A Polícia Federal (PF) apura que o ex-deputado negociou o envio de verbas com a servidora Mariângela Fialek, em um “quadro gravíssimo de desvio de finalidade”. Segundo a decisão do ministro, Fialek atuava como operadora de um esquema de desvio, contando com o aval do chefe da Casa para favorecer o aliado.
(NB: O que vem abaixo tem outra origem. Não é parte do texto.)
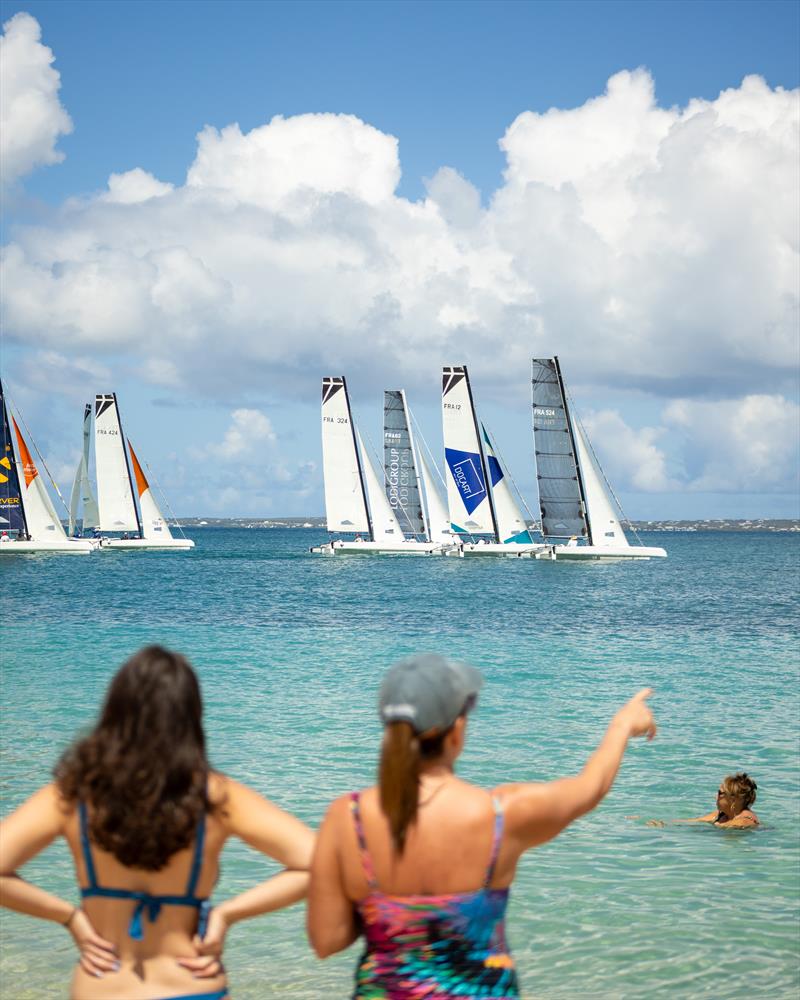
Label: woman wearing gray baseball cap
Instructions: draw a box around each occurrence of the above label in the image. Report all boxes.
[308,654,656,1000]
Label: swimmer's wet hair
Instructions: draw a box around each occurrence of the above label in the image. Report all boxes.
[722,771,758,809]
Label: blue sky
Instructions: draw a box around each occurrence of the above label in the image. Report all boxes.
[1,2,800,517]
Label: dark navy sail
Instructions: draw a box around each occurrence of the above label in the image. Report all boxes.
[0,383,28,537]
[531,358,589,538]
[383,389,427,540]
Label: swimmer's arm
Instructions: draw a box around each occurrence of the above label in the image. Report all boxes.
[0,785,75,924]
[220,778,314,924]
[717,813,758,830]
[306,798,358,958]
[497,688,656,853]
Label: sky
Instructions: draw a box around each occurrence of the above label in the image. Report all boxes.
[0,0,800,519]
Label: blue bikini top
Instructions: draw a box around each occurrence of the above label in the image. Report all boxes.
[78,802,211,941]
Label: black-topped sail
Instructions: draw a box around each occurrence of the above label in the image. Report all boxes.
[0,383,28,537]
[383,389,427,540]
[531,358,589,538]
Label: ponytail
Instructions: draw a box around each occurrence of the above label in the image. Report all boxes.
[378,721,453,854]
[378,722,420,854]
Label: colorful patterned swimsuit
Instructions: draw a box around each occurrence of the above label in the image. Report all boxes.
[350,792,519,1000]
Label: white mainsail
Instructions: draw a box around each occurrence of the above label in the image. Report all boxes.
[94,393,139,532]
[442,366,497,538]
[69,403,100,535]
[128,441,172,540]
[356,431,403,542]
[11,417,66,544]
[481,424,533,544]
[418,449,453,542]
[570,413,630,549]
[322,376,370,534]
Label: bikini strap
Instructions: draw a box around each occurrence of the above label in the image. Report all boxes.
[186,812,206,896]
[78,802,97,889]
[350,792,378,889]
[483,795,505,889]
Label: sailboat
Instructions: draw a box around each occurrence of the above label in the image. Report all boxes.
[0,385,97,555]
[442,365,546,556]
[383,389,453,545]
[91,393,194,549]
[531,357,667,559]
[311,376,441,555]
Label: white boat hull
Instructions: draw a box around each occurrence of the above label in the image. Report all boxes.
[537,545,667,561]
[101,538,194,550]
[311,539,442,556]
[461,542,550,559]
[0,538,98,556]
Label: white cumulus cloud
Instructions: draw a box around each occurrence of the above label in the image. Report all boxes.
[0,13,72,185]
[2,56,800,498]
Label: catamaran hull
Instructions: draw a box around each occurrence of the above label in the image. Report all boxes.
[0,538,98,556]
[536,545,667,561]
[310,541,442,556]
[461,542,550,559]
[101,538,194,550]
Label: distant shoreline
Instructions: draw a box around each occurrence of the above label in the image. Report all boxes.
[170,516,800,532]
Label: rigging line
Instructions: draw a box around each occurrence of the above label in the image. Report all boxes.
[564,386,644,545]
[483,424,539,531]
[143,459,188,541]
[408,410,447,493]
[6,390,70,517]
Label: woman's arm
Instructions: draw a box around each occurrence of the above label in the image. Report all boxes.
[179,778,314,978]
[497,688,656,852]
[0,784,117,975]
[306,797,359,958]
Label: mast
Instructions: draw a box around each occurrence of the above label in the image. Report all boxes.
[400,389,433,542]
[463,365,502,542]
[111,392,144,538]
[553,355,594,545]
[342,375,375,542]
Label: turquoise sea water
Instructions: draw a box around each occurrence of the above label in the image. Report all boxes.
[0,529,800,1000]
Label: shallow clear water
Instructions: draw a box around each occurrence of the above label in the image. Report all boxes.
[0,529,800,1000]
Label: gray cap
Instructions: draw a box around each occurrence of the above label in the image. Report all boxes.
[378,653,483,734]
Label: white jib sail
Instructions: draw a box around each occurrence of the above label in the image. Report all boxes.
[94,395,139,531]
[442,367,495,535]
[481,424,531,543]
[570,415,630,548]
[69,403,100,535]
[356,431,404,542]
[128,441,172,539]
[12,418,67,542]
[322,377,370,534]
[417,448,453,542]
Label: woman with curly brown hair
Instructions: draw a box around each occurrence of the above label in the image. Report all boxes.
[0,646,314,1000]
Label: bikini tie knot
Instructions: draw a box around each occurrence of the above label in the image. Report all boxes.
[128,892,161,941]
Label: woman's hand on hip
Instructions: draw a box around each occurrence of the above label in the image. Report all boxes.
[66,910,119,978]
[178,906,228,979]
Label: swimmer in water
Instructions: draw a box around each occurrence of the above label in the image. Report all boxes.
[647,771,760,829]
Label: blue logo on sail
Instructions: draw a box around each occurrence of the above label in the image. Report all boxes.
[444,448,486,514]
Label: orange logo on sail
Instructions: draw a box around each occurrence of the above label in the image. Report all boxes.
[11,417,39,486]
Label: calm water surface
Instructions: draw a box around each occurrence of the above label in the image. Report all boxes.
[0,528,800,1000]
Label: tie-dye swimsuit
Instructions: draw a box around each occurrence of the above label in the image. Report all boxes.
[350,792,519,1000]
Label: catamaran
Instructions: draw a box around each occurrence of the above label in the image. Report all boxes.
[383,389,453,546]
[88,392,194,549]
[442,365,547,556]
[0,384,97,555]
[311,376,442,555]
[531,358,667,559]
A investigação sustenta que o ex-parlamentar atuava como um “parlamentar informal”, definindo diretamente quais municípios receberiam os recursos, mesmo sem possuir mandato. Os diálogos interceptados pela PF mostram o interesse do investigado em repasses para Minas Gerais, estado onde pretende concorrer em eleições futuras.
A defesa do ex-deputado negou ter exercido um “mandato clandestino”, afirmando que buscará acesso integral ao processo para contestar as medidas. O ministro Dino também suspendeu a execução de despesas públicas ligadas às emendas sob suspeita.